We zitten dus nog aan het begin van Hand. Cannot. Erase. en zien een vrouw in beeld die door de buurt loopt. Uiteraard is het een trieste buurt. Maar door de stijl van filmen lijkt het nog heel wat. De muziek er bij geeft het altijd een bepaald sfeertje. De dame heeft een “Love Will Tear Us Apart”-shirtje aan en veel verder in het concert zien we de dame terug, maar dan ook met een – wederom Joy Division – shirt van Unknown Pleasures. ‘Wat heeft Wilson met Joy Division?’, vraag ik me ineens af. Geen idee.

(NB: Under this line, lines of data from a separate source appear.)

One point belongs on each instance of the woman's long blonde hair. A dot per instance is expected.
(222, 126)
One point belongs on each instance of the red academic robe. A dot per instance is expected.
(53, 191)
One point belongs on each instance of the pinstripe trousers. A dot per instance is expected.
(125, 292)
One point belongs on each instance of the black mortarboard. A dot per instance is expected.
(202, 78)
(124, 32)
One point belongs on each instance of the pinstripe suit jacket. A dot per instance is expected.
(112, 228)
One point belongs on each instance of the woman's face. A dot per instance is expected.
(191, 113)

Wilson draagt zelf vanavond een zwart ‘( open – your state of mind’-shirt en loopt blootsvoets over het podium, zoals altijd. Basheld Nick Beggs speelt vandaag zonder zonnebril of haar in twee staartjes. Wilson noemt vandaag ook tijdens het voorstelrondje hoeveel instrumenten hij wel niet beheerst. Naast de bas en de Chapman Stick, speelt hij vanavond ook op toetsen, zingt hij, en hij speelt ergens ook een stuk op een gitaar. Wat een klasbak. Wilson grapt verder dat Beggs voor zijn oude band Kajagoogoo nog een andere band had, die zoiets speelde als postpunknewwave (als ik dat goed heb onthouden). Geen idee waar Wilson hier naar refereert, Kajagoogoo ontstond ooit uit de band Art Nouveau en hij had in die tijd ook nog een band genaamd The Handstands. Goed spul aldus Wilson, Beggs moest maar eens wat gaan doen met dat materiaal. ‘Nee, ik ga er geen surround mix van maken’, roept hij lachend.

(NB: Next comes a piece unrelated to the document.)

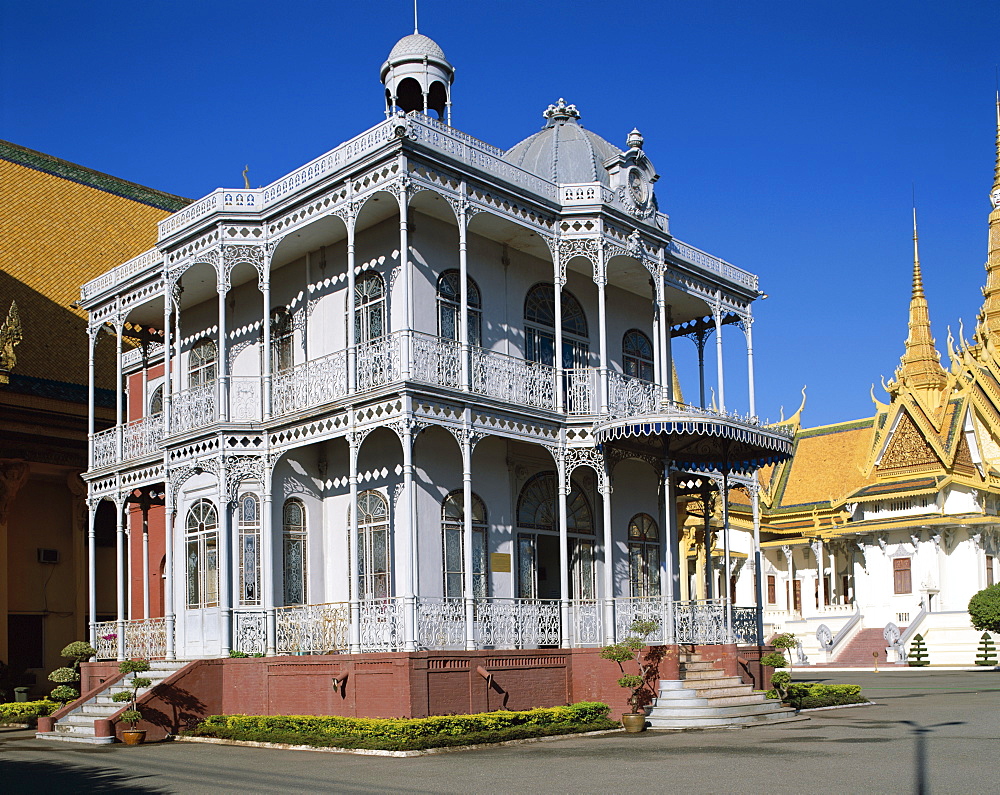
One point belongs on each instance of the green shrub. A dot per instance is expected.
(25, 711)
(425, 732)
(809, 695)
(984, 609)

Wilson heeft sowieso een goed humeur. Hij noemt ook nog even dat het fijn is dat er voor de verandering op de eerste rij geen ouwe gasten staan met King Crimson-shirts, nee, hij heeft ook liever vrouwen met zijn eigen shirts aan staan daar. Later in het optreden heeft hij het weer over die vrouwen daar. ‘Ja, ook die vrouw op de tweede rij. Wat? Is dat je dochter? Niet te geloven. Is je partner er ook? Oh, is hij dat? Och, ik had gedacht dat het een soort Brad Pitt zou zijn. No offense.’, waarna iemand een BH of onderbroek op het podium gooit. Grappig, dat heb ik eerder gezien bij een concert van Wilson. Kilminster en Beggs stuiven er op af en Beggs stopt het in z’n achterzak, waar het de rest van het optreden blijft zitten.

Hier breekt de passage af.